InfiniTensor/include/core/runtime.h

136 lines
4.5 KiB
C++

#pragma once
#include "core/common.h"
#include "core/communicator.h"
#include "core/op_type.h"
#include "core/ref.h"
#include <memory>
namespace infini {
/***************** Forward declaration begin *****************/
class TensorBaseObj;
class TensorObj;
class OperatorObj;
class GraphObj;
class GraphHandlerObj;
class RuntimeObj;
class BlobObj;
template <typename T> class WorkspaceObj;
using TensorBase = Ref<TensorBaseObj>;
using Tensor = Ref<TensorObj>;
using Operator = Ref<OperatorObj>;
using Graph = Ref<GraphObj>;
using GraphHandler = Ref<GraphHandlerObj>;
using Runtime = Ref<RuntimeObj>;
using Blob = Ref<BlobObj>;
template <typename T> using Workspace = Ref<WorkspaceObj<T>>;
using TensorVec = vector<Tensor>;
using OpVec = vector<Operator>;
using OpLists = list<Operator>;
using VType = uint32_t;
enum class Device { CPU = 1, CUDA, BANG, INTELCPU, KUNLUN };
/***************** Forward declaration end *****************/
class RuntimeObj : public std::enable_shared_from_this<RuntimeObj> {
protected:
Device device;
int deviceId;
public:
explicit RuntimeObj(Device device, int deviceId = 0)

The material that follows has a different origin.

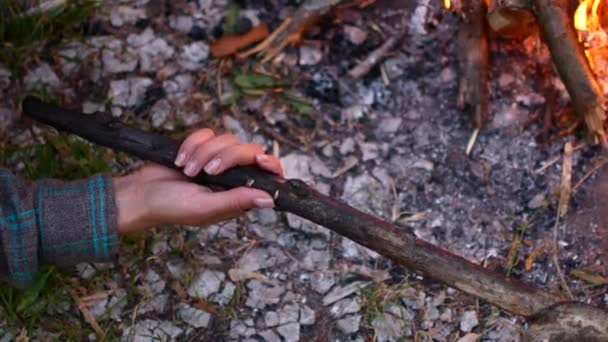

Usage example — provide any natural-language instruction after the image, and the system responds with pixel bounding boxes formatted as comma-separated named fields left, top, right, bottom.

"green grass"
left=0, top=0, right=100, bottom=73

: device(device), deviceId(deviceId) {}
RuntimeObj(RuntimeObj &other) = delete;
RuntimeObj &operator=(RuntimeObj const &) = delete;
virtual ~RuntimeObj() {}
/**
* @brief Execute a graph.
*
* @param graph
* @param tune If there is no performance record, whether to tune it. These
* can be independent method.
* @param profiling Whether to print breakdown of time
*/
virtual void run(const Graph &graph, bool tune = false,
bool profiling = false) const = 0;
virtual void *alloc(size_t size) = 0;
virtual void dealloc(void *ptr) = 0;
/**
* @brief Get the execution time of each operator in performance record. No
* execution happens.
*
* @param graph
* @param profiling Whether to print breakdown of time
* @return double Return the sum of perf time for each operator
*/
double getPerfTime(const Graph &graph, bool profiling = false) const;
Blob allocBlob(size_t size);
bool isCpu() const {
return device == Device::CPU || device == Device::INTELCPU;
}
bool isCuda() const { return device == Device::CUDA; }
bool isBang() const { return device == Device::BANG; }
bool isKUNLUN() const { return device == Device::KUNLUN; }
void copyBlob(const TensorObj *dst, const TensorObj *src) const;
// TODO: unify these copy APIs
virtual void copyBlobFromCPU(void *dst, const void *src,
size_t bytes) const = 0;
virtual void copyBlobToCPU(void *dst, const void *src,
size_t bytes) const = 0;
virtual string toString() const = 0;
int getDeviceId() const { return deviceId; }
virtual void initComm(const string &name, int worldSize, int rank) = 0;
virtual CommunicatorObj &getCommunicator() const = 0;
protected:
void printProfilingData(double totTime,
const std::map<OpType, double> &opTime,
const std::map<OpType, int> &opCnt) const;
virtual void copyBlobInsideRuntime(void *dst, const void *src,
size_t bytes) const = 0;
};
class CpuRuntimeObj : public RuntimeObj {
public:
CpuRuntimeObj(Device dev) : RuntimeObj(dev) {}
void run(const Graph &graph, bool tune = false,
bool profiling = false) const override;
void copyBlobFromCPU(void *dst, const void *src,
size_t bytes) const override;
void copyBlobToCPU(void *dst, const void *src, size_t bytes) const override;
void copyBlobInsideRuntime(void *dst, const void *src,
size_t bytes) const override;
void initComm(const string &, int, int) override { IT_TODO_HALT(); }
CommunicatorObj &getCommunicator() const override { IT_TODO_HALT(); }
};
class NativeCpuRuntimeObj : public CpuRuntimeObj {
public:
NativeCpuRuntimeObj() : CpuRuntimeObj(Device::CPU) {}
static Ref<NativeCpuRuntimeObj> &getInstance() {
static Ref<NativeCpuRuntimeObj> instance =
make_ref<NativeCpuRuntimeObj>();
return instance;
}
void dealloc(void *ptr) override { return free(ptr); };
void *alloc(size_t size) override {
return calloc((size + sizeof(uint64_t) - 1) / sizeof(uint64_t),
sizeof(uint64_t));
};
string toString() const override;
};
} // namespace infini